San Marco in Lamis, giovedì 25 luglio 2019 -  Il presente articolo non è adatto alla lettura dei minorenni. Poiché ci sono termini poco adatti a ragazzini che potrebbero urtare la loro sensibilità nel leggere parole poco inerenti alla loro età. “Signori miei, una violenza carnale con fellatio può essere interrotta con un piccolo morso. Tutti e quattro avrebbero incautamente abbandonato nella bocca della loro vittima il membro, parte che per antonomasia viene definita delicata dell'uomo”.

“E su cui, mi si consenta, il coito orale si compie con una funzione che è tecnicamente qualificata, e che esprime una serie di atti voluti”.

 “Lì il possesso è stato esercitato dalla ragazza sui maschi, dalla femmina sui maschi. È lei che prende, è lei che è parte attiva, sono loro passivi, inermi, abbandonati, nelle fauci avide di costei!”

 Queste sono alcune delle frasi dette dall’avocato Giorgio Zeppieri come avvocato difensore di quattro uomini che violentarono una certa Fiorella (nella foto), di 18 anni di Latina (il cognome non venne reso noto).

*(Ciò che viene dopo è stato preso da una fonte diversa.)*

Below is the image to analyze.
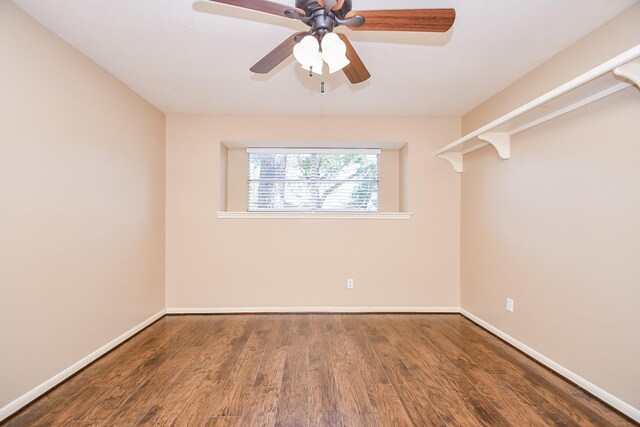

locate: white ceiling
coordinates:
[13,0,636,116]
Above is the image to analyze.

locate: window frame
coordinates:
[246,147,382,215]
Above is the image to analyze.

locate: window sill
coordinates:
[216,212,411,220]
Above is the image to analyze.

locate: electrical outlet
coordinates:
[507,298,513,313]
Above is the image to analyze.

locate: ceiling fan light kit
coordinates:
[210,0,456,84]
[293,33,350,75]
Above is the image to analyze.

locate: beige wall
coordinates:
[0,0,164,408]
[462,2,640,134]
[166,116,460,308]
[461,4,640,408]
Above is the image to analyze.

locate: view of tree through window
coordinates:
[248,149,379,212]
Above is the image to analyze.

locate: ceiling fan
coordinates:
[210,0,456,83]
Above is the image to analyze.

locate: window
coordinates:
[247,148,380,212]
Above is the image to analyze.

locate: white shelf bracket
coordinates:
[613,59,640,89]
[438,153,462,172]
[478,132,511,159]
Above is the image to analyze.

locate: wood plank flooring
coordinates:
[0,314,635,427]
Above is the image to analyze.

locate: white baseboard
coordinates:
[460,308,640,422]
[0,310,166,421]
[167,307,460,314]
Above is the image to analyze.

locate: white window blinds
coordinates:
[247,148,380,212]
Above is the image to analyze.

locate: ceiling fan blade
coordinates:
[347,9,456,33]
[209,0,305,16]
[336,33,371,84]
[250,32,307,74]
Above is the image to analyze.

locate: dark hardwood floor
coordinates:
[0,314,633,427]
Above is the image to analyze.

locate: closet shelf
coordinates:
[437,45,640,172]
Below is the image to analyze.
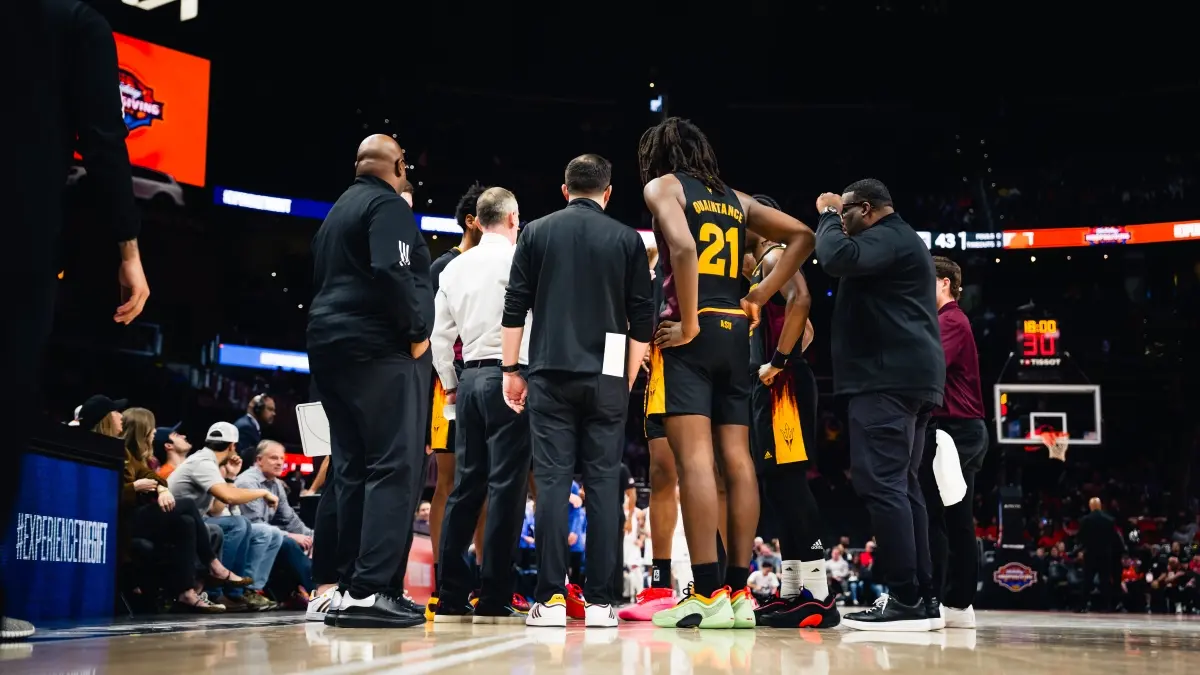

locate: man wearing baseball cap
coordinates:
[167,422,280,611]
[154,424,192,478]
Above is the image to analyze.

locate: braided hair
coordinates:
[637,118,725,195]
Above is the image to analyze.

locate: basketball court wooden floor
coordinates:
[0,613,1200,675]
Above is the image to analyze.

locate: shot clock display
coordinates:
[1016,318,1062,368]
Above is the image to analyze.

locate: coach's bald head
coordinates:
[354,133,408,193]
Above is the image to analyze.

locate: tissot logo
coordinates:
[121,0,200,22]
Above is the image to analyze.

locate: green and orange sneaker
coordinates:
[730,589,758,628]
[652,584,734,628]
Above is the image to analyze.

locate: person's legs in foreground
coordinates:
[920,418,988,628]
[433,369,489,623]
[243,515,283,611]
[206,515,253,611]
[751,364,841,628]
[526,374,578,627]
[275,530,316,593]
[474,368,532,623]
[653,414,734,628]
[908,405,946,631]
[305,470,337,621]
[425,425,457,621]
[580,375,629,627]
[313,353,431,627]
[842,393,931,631]
[0,271,58,641]
[619,429,679,621]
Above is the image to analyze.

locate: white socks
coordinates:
[784,558,829,601]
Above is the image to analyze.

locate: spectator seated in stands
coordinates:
[120,408,237,614]
[154,424,192,479]
[746,561,779,604]
[234,441,313,602]
[167,422,282,611]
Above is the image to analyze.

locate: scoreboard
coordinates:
[1016,318,1062,368]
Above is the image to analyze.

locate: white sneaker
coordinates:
[583,603,617,628]
[526,593,566,628]
[942,604,974,628]
[304,586,341,621]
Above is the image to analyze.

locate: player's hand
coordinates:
[817,192,841,214]
[408,339,430,359]
[742,295,762,330]
[758,363,784,387]
[654,321,700,350]
[158,482,175,513]
[133,478,158,492]
[113,256,150,325]
[504,372,527,414]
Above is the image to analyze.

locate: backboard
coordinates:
[994,384,1103,446]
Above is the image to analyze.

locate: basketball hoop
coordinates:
[1042,431,1070,461]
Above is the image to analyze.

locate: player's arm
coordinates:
[642,175,700,344]
[430,288,458,394]
[737,192,816,307]
[762,249,812,356]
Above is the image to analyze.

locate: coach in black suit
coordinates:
[816,179,946,631]
[307,135,433,627]
[502,155,654,626]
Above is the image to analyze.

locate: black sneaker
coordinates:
[842,596,931,633]
[338,593,425,628]
[922,597,946,631]
[470,602,529,626]
[433,598,475,623]
[755,592,841,628]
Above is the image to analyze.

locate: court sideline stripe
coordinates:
[296,635,511,675]
[367,638,536,675]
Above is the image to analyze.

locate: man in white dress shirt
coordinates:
[430,187,532,623]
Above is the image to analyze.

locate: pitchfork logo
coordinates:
[120,68,166,131]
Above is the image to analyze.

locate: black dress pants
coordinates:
[920,417,989,609]
[0,271,59,619]
[130,498,216,596]
[312,470,340,586]
[310,352,432,598]
[438,366,532,609]
[526,371,629,604]
[847,392,932,604]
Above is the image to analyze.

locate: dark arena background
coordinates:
[0,0,1200,675]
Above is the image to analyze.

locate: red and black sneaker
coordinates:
[755,591,841,628]
[512,593,529,611]
[566,584,588,620]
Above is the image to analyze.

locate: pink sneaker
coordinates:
[617,587,676,621]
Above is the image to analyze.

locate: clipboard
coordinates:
[296,402,330,458]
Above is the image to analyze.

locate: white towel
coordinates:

Alla fine del processo i quattro accusati vennero condannati, ma nessuno andò in carcere.

 Fiorella chiese solo una lira come risarcimento danni, ma la legge quantificò il danno morale e materiale della ragazza in 2 milioni di lire.

 Questo è stato uno “strano” processo. Trasmesso in tv su Rai 2 nel 1979 con il titolo, appunto “Processo per stupro”. Strano, perché la ragazza conosceva benissimo uno dei quattro stupratori, il quale la invitò e lei accettò, di andare in una villa privata per discutere di un’offerta di lavoro.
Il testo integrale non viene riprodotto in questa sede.